高額車なのに! アルファードはなぜここまで売れている?


 2021年1月登録車の販売台数ランキングでアルファードは1万台オーバーの3位! 絶好調に売れている。

 販売ランキング上位車は近年コンパクカーやベーシックモデルが並ぶのが常だが、2020年の登録車年間ランキングでもアルファードは5位。価格が352万~775万2000円という高額なクルマがこれほどよく売れているというのはバブル期のよう!?

 これほどまでにアルファードが売れているのはなぜなのか? 新車販売事情通ジャーナリストがその実情に迫る!

文/小林敦志
写真/ベストカー編集部、TOYOTA

【画像ギャラリー】2020年ミニバン販売台数ナンバー1! 『アルファード』の魅力を写真でチェック!!


販売ランキング3位で売れゆき絶好調のアルファード

 自販連(日本自動車販売協会連合会)より、2021年1月の登録車のみでの通称名別(車名別)新車販売ランキングが発表されると、業界にどよめきが起こった。なんと、アルファードが1万11台を販売して3位に入ったのである。

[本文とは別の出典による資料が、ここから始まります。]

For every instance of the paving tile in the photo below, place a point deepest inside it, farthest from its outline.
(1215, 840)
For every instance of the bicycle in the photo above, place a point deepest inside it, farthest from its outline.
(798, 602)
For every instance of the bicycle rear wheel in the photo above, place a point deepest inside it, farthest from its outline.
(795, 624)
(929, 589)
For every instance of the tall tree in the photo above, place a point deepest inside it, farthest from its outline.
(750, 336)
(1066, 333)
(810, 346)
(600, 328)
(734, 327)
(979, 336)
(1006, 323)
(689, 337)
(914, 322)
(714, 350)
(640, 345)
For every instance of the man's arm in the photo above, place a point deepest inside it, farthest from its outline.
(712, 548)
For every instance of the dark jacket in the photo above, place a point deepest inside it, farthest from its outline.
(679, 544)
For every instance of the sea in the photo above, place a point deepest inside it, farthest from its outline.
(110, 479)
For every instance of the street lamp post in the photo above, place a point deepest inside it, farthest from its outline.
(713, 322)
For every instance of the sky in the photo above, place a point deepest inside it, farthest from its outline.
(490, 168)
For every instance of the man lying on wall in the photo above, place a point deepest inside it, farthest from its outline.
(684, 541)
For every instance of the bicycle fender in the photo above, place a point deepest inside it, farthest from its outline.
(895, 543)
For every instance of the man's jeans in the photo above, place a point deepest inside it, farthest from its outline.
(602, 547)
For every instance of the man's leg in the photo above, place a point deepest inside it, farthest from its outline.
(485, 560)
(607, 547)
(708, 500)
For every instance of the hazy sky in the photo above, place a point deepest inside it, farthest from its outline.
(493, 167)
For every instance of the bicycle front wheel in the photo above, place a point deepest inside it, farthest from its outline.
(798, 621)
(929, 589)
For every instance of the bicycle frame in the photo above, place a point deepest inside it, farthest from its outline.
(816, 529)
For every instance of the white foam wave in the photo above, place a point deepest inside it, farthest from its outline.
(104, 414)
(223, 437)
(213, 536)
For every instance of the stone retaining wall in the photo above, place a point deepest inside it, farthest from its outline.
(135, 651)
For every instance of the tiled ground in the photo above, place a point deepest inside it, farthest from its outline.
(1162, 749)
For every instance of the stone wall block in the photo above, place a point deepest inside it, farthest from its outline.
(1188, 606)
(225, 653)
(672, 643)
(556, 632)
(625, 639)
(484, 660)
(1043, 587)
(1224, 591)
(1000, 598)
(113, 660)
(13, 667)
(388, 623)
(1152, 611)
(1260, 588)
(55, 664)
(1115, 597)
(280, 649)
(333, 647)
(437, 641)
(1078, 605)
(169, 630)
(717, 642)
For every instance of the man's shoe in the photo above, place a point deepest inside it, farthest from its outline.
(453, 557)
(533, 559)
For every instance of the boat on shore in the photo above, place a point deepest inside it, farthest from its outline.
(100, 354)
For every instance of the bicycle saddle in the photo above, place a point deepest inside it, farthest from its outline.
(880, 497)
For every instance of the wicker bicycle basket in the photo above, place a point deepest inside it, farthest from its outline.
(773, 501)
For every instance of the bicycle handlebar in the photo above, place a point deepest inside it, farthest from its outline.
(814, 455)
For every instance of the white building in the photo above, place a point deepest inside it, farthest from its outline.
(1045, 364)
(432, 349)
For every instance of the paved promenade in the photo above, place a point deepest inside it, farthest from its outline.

現行『アルファード』は2015年に発売された3代目となる。先代が確立・継承してきた高級感と力強さをさらに昇華している

 カローラシリーズ、ノート、ライズ、フィットといった名だたる人気車よりも売れゆきが上回った。

 そして、下は2020年(1月~12月)におけるアルファードとヴェルファイアの月別販売台数の推移をグラフにしたものである。2020年のアルファードの年間販売台数は9万748台となり、2019年の年間販売台数よりも約2.2万台上乗せしていて、月販平均台数は約7560台となっている。

図1 2020年(1月~12月)におけるアルファードとヴェルファイアの月別販売台数の推移

 さらにグラフをよくみると、1月から6月までの上半期販売台数は、3万6597台となり、月販平均台数は約6000台となっており、上半期は充分ヒット車と呼べる台数ではあったものの、それほど売れていたという印象を受けない結果となっている。

 下半期に入ると、9月に販売台数が急伸しており、2020年9月から12月の4カ月間(ちなみに12月以外は各月1万台オーバーを販売)での、月販平均台数は9650台と月販平均で1万台近くとなっている。2020年9月以降に販売台数が急伸したといえるだろう。

トヨタ販売店の全店併売化で主力車種に!

 「8月ぐらいだったと思いますが、そのころに本社(ディーラーの)から“アルファードを最低1台受注しなさい”といった指示を受けました」とは、某トヨタ系ディーラーセールスマン。

 もともと、2020年5月にトヨタが4チャンネル(トヨタ、トヨペット、カローラ、ネッツ)あるトヨタ系ディーラーの全店舗で一部を除く(センチュリー、JPNタクシー、コースターなど)、ほぼすべてのトヨタ車を扱う全店併売化をスタートさせた頃から、トヨタとしては、アルファードを販売主力車種と位置づけていたのでは? とは業界事情通。

 「全店併売となった5月にそれまでアルファードを扱っていなかったカローラ店に行ってみると、ショールーム内の目立つところに、かなり大判のアルファードのポスターが貼ってありました。聞いてみると、目立つところに貼るようにいわれたとのことでした」。